Pero, a diferencia del sector educativo, en el caso del sector salud los negocios son más diversos y especializados y, en muchos casos, de mayor rentabilidad, pues están relacionados con factores como el envejecimiento de la población, avances tecnológicos y una creciente demanda de servicios. Por ejemplo, la telemedicina ha crecido exponencialmente, especialmente después de la pandemia de covid-19 tendencia que, según los expertos, continuará ofreciendo oportunidades para startups tecnológicas, y desarrolladores de plataformas digitales.
En esa misma línea, están negocios de salud como las aplicaciones que ayudan a los pacientes a gestionar enfermedades crónicas, monitorear su salud, o acceder a información médica.
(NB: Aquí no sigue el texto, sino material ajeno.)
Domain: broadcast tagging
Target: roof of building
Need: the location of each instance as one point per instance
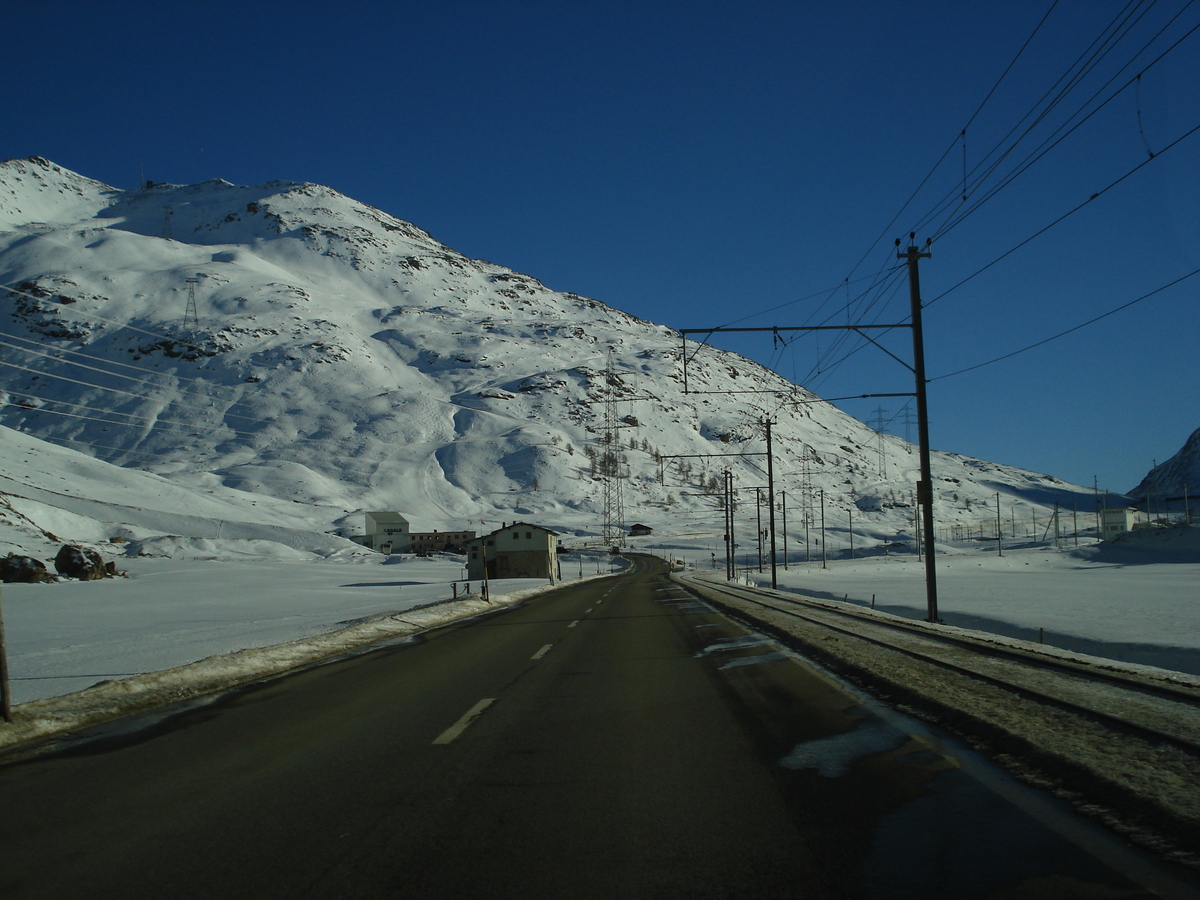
(517, 525)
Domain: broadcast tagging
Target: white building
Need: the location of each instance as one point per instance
(1116, 520)
(388, 533)
(516, 551)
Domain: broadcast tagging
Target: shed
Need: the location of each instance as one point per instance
(1116, 520)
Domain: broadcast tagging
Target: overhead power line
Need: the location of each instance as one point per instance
(1077, 328)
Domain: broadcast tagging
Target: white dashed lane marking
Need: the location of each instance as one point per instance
(460, 726)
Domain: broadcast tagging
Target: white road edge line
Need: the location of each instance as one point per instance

En este caso, existe un mercado en crecimiento para el desarrollo de apps innovadoras y fáciles de usar.
Por igual, se destacan negocios que crean dispositivos como relojes inteligentes y monitores de salud en el hogar que permiten un seguimiento continuo de parámetros vitales, y otros que están dedicados a las terapias genéticas y celulares, los cuales ofrecen tratamiento de enfermedades como el cáncer y enfermedades raras.
En esa misma vía, está la innovación farmacéutica en donde hay amplias oportunidades de inversión, o el de la salud mental, en donde existe una creciente demanda de servicios de salud, especialmente en áreas como la terapia online, apoyo psicológico y programas de bienestar emocional.
En definitiva, la industria de la salud es una realidad y está en una franca expansión, por lo que se ofrecen allí amplias oportunidades de negocios hasta para el Estado quien, si se establecen las condiciones y se ajustan los marcos legales, pudiera crear empresas públicas que presten servicios de salud y/o inviertan en determinados rubros de alta rentabilidad. Tal vez esto parezca una osadía de nuestra parte, pero la oferta es tentadora y el mercado muy atractivo. Digamos que, por el momento, solo es una sana provocación.